I actually hated Ryle from the first page he appeared on and never liked him throughout the entirety of this book. At all. Which is why I’m taking one star away, actually. While this book was able to capture the feeling of loving your abuser and was able to construe the feelings Lily and her mother both felt in the moment, it failed to show the manipulative charm of an abuser, in my opinion. He was a total ass from the first encounter and I never liked him at all. Not once. There weren’t small signs from the very beginning, there were giant NEON signs from the beginning, and while, yes, most of us who have been through it were, at some point, a terrible judge of character, but this one wasn’t that. It was completely obvious, or at least it should have been.
This book didn’t necessarily have a happy ending. It had an ending, I suppose, but it wasn’t an overly happy one and I really appreciated that about this book as well. Most of the time, these situations don’t end happily. Even when the abuser is someone who is willing to let you go, it doesn’t always just end in a way where you can go your own way comfortably. I appreciated that so much about this book. The ending wasn’t romanticized. It wasn’t a happy ending where everyone ended up being super happy. It was just an ending. That being said, I found a couple elements of the ending to be a little farfetched. Given everything we saw from the beginning to the end, I found the prologue a little hard to believe. That’s all I can really say without spoiling anything.
Also, one word. Allysa. The friendship between Lily and Allysa was so amazing and I love Allysa so much in this book.
One more thing I feel is worth mentioning: this is not a love triangle as it seems to be falsely advertised as one. This is a story told about a girl falling in love with a guy who looks back at her old journal and reads and remembers the story of the first guy she fell in love with. I would, in no way, consider this to be a book with a love triangle. *Steps down from soap box*
I’m excited for the next book if not a little skeptical if I’m being honest. I have a feeling I know a little of what is going to happen. Abusers are usually pretty predictable in a situation like he and Lily are in at the end of this book. I can only imagine what will happen next.

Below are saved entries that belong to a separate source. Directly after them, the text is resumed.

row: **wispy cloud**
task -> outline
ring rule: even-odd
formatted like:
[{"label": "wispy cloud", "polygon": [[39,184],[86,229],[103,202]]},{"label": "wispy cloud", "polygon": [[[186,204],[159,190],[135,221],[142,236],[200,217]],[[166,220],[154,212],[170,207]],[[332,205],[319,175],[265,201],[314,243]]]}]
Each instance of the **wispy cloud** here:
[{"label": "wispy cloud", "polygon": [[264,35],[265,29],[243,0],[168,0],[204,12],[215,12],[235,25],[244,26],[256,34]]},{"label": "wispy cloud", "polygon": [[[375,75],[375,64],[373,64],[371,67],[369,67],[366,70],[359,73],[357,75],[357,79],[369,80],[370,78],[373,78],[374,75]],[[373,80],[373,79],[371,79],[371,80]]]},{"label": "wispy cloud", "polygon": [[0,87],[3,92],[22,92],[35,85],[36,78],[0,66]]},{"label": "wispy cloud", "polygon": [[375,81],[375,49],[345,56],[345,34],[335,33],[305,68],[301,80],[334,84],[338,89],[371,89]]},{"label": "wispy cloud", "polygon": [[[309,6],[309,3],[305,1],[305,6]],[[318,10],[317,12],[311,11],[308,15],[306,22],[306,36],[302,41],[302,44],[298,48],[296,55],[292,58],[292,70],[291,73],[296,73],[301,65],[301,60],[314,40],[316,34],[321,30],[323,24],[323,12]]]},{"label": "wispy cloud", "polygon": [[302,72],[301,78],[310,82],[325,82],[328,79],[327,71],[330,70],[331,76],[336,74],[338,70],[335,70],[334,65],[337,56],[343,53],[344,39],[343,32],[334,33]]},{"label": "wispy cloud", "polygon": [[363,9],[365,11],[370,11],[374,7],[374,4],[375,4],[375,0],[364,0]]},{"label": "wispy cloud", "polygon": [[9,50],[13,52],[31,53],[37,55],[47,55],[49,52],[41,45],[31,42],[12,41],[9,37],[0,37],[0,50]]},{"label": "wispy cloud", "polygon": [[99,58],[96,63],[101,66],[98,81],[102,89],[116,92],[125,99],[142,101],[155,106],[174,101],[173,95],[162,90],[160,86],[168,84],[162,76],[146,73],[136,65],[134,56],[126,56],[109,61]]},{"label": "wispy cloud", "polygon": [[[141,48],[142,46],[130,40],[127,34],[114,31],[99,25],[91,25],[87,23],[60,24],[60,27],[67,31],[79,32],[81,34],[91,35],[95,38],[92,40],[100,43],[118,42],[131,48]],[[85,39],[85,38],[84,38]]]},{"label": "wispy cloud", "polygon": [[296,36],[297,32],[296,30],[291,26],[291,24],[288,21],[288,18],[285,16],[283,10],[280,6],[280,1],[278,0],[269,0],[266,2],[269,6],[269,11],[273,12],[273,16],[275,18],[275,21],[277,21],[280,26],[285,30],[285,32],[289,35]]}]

I will say, though, with Colleen Hoover at the helm, I can’t wait to see in which ways she rips my heart out, stitches it back together, and makes me feel all the things. I have a newfound respect for Hoover that I don’t think a single “bad” book of hers will take from me. This was a hard story to tackle and yet she did it so perfectly.
“In the future . . . if by some miracle you ever find yourself in the position to fall in love again . . . fall in love with me.”
Go read this book. All of you. This isn’t an “if you like xyz you’ll love this one.” No. Just go read it. Everyone should.